When Arrington told Paul he had a question about vaccines, Paul quipped back, "You don't want to be shushed, do you?" Arrington quickly ingratiated himself. "I loved that, by the way," he said, referring to Paul's contentious CNBC interview earlier this month.

He went on to defend his original comments to CNBC, in which he said, "I have heard of many tragic cases of walking, talking normal children who wound up with profound mental disorders after vaccines."

"I didn't allege there is a connection," Paul said on Thursday. "I said I have heard of people who have said there is a connection."

Aside from briefly playing Gaffe Police, Arrington stuck to the techno-libertarian talking points of the conference, including the Patriot Act, net neutrality, and bitcoin.

Arrington, a libertarian, asked Paul what he thought about the idea of replacing the U.S. welfare program with a basic income policy that would give a sum of money to every American—an idea that has tantalized both libertarian and left-leaning economists. Paul brushed off the idea.

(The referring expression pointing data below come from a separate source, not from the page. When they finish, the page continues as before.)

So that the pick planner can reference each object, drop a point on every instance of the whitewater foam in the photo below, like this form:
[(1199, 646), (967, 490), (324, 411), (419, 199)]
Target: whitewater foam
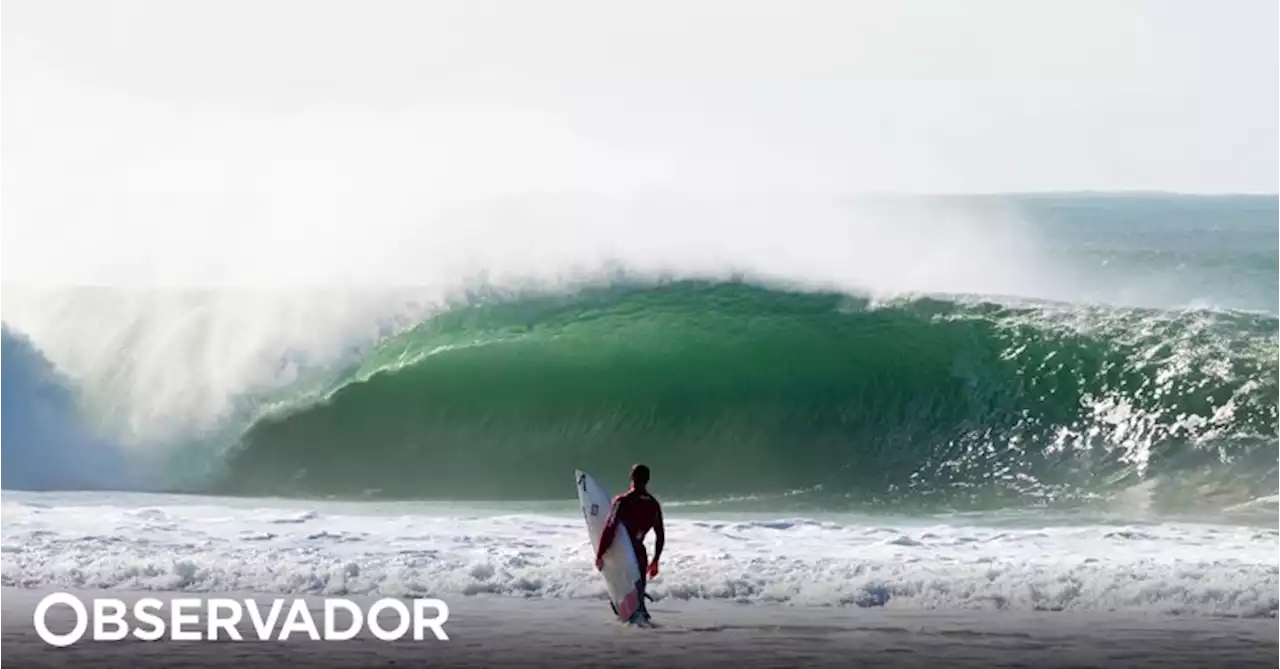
[(214, 545)]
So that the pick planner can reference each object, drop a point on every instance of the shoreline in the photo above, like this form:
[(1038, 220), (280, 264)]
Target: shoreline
[(502, 631)]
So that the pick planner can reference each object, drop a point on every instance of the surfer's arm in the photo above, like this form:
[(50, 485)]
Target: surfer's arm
[(659, 536), (611, 527)]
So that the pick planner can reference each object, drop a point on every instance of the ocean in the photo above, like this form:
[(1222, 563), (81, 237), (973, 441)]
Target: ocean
[(1086, 421)]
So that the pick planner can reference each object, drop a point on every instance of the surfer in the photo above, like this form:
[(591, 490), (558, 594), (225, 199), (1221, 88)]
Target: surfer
[(640, 512)]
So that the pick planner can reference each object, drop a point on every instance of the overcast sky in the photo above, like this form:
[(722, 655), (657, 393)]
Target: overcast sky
[(904, 95)]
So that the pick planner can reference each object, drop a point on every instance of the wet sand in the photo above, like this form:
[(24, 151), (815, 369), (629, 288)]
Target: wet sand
[(496, 631)]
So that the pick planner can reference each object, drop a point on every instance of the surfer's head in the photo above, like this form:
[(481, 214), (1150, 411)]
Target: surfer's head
[(639, 475)]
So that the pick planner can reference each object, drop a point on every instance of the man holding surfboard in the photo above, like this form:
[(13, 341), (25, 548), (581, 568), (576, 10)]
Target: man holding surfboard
[(639, 512)]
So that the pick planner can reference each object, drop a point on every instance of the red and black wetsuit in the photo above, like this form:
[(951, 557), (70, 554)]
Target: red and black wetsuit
[(640, 513)]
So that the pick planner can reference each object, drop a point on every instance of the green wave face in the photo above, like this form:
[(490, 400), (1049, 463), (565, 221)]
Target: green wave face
[(734, 389)]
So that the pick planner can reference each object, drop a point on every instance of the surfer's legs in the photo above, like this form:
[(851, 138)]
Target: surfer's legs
[(643, 558)]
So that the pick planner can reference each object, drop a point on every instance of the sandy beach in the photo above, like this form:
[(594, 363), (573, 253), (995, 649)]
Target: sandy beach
[(493, 631)]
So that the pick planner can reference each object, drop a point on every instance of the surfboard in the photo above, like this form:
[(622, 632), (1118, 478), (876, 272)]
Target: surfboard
[(621, 568)]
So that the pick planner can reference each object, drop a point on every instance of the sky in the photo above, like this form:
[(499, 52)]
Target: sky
[(182, 128), (914, 95), (344, 143)]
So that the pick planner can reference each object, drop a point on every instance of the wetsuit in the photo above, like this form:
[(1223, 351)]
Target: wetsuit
[(640, 513)]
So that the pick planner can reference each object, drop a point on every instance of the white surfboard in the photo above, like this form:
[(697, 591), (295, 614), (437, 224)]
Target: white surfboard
[(621, 568)]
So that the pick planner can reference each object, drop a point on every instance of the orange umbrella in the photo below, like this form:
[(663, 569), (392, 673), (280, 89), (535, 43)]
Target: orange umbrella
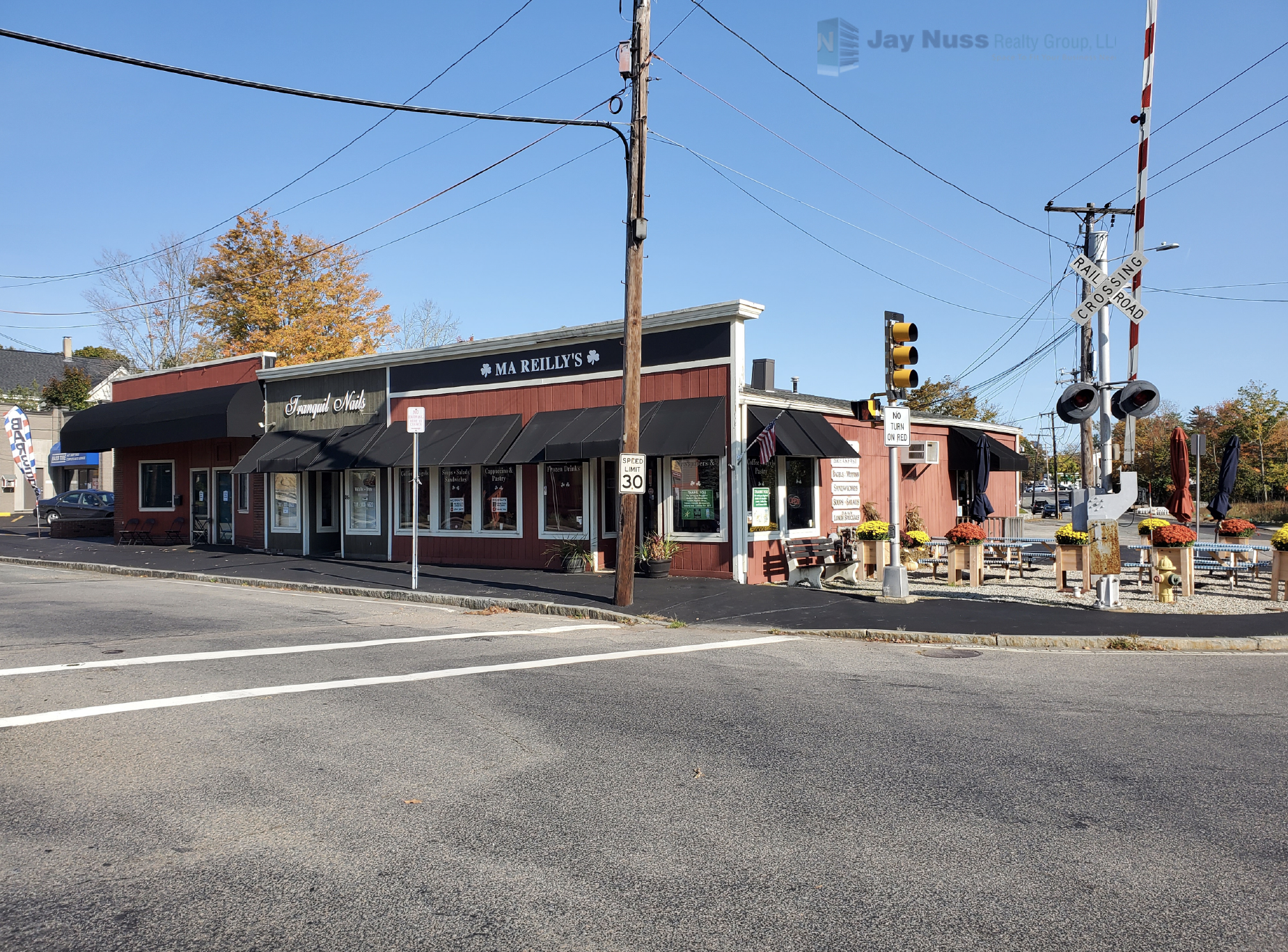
[(1180, 504)]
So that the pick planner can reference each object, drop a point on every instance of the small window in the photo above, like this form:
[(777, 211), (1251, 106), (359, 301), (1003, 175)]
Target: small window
[(456, 499), (363, 500), (763, 496), (156, 486), (612, 502), (286, 502), (405, 493), (563, 507), (800, 493), (329, 502), (696, 493), (500, 499)]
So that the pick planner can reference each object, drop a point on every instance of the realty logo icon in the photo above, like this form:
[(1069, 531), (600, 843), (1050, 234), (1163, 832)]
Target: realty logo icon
[(838, 47)]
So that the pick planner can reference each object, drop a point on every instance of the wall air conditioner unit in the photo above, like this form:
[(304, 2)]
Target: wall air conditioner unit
[(918, 452)]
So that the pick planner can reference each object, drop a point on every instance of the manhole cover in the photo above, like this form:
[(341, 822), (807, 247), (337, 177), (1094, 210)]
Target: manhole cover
[(950, 653)]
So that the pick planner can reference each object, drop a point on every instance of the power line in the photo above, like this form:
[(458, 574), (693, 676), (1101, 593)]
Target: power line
[(1171, 120), (861, 127), (838, 173), (298, 178)]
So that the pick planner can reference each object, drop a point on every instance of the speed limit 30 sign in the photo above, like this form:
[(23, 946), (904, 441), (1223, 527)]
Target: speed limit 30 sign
[(630, 473)]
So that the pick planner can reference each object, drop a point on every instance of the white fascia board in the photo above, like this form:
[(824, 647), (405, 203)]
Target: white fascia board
[(706, 313)]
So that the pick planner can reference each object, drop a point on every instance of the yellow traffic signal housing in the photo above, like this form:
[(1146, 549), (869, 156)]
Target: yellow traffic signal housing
[(900, 354)]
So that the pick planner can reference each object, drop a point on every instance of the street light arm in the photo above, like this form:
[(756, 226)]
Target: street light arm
[(309, 95)]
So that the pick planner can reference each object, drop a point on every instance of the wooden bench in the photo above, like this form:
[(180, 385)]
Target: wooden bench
[(815, 560)]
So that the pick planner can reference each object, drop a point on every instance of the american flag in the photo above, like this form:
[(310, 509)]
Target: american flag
[(767, 443)]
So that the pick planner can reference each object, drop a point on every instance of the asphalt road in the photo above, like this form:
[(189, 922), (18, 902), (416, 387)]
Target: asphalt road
[(806, 794)]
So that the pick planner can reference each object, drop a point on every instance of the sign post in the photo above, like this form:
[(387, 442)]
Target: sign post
[(898, 433), (415, 427)]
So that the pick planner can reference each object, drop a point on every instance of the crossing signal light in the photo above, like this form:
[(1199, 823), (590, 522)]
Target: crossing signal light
[(900, 354), (1078, 402), (1138, 398)]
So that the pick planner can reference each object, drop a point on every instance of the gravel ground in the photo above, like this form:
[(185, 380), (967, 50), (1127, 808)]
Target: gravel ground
[(1212, 596)]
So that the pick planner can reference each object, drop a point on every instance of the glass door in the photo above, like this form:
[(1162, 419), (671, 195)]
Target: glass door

"I think that we sort of limit ourselves if we're talking about the minimum we want people to have," Paul said. "We should minimize what the government does—that's the nonproductive sector—and we should maximize the productive sector."

On net neutrality, Paul said the government should not regulate internet service providers as utilities because it stifles innovation. Paul noted that the tunnels in New York City could likely accommodate "hundreds" of cables from different ISPs, which could spur competition.

"The way to fix this and to correct this is to open up competition within those monopolies," Paul said. "Why grant monopoly licenses?"

When asked how rural conservatives can find common ground with urban liberals, Paul noted that last year, he gave virtually the same speech about privacy at the Conservative Political Action Conference and the University of California at Berkeley. He held that fact up as evidence of a "leave me alone" coalition between Democrats and Republicans.


"There is a unifying belief in personal liberty, whether it's gun ownership or that your Visa bill shouldn't be read by the government," Paul said.

I'm sorry Rand. I'm a hard core civil libertarian but I seriously doubt I'm ever going to join a "leave me alone" coalition that tells half the population they have a right to private ownership of everything but their own body. That just doesn't make a lot of sense to me. Neither am I a big fan of letting people die in the street. Just not my thing. But hey, I'm happy to exhort Democrats to join with Senator Paul any time he wants to co-sponsor legislation we can both agree upon. That's downright democratic.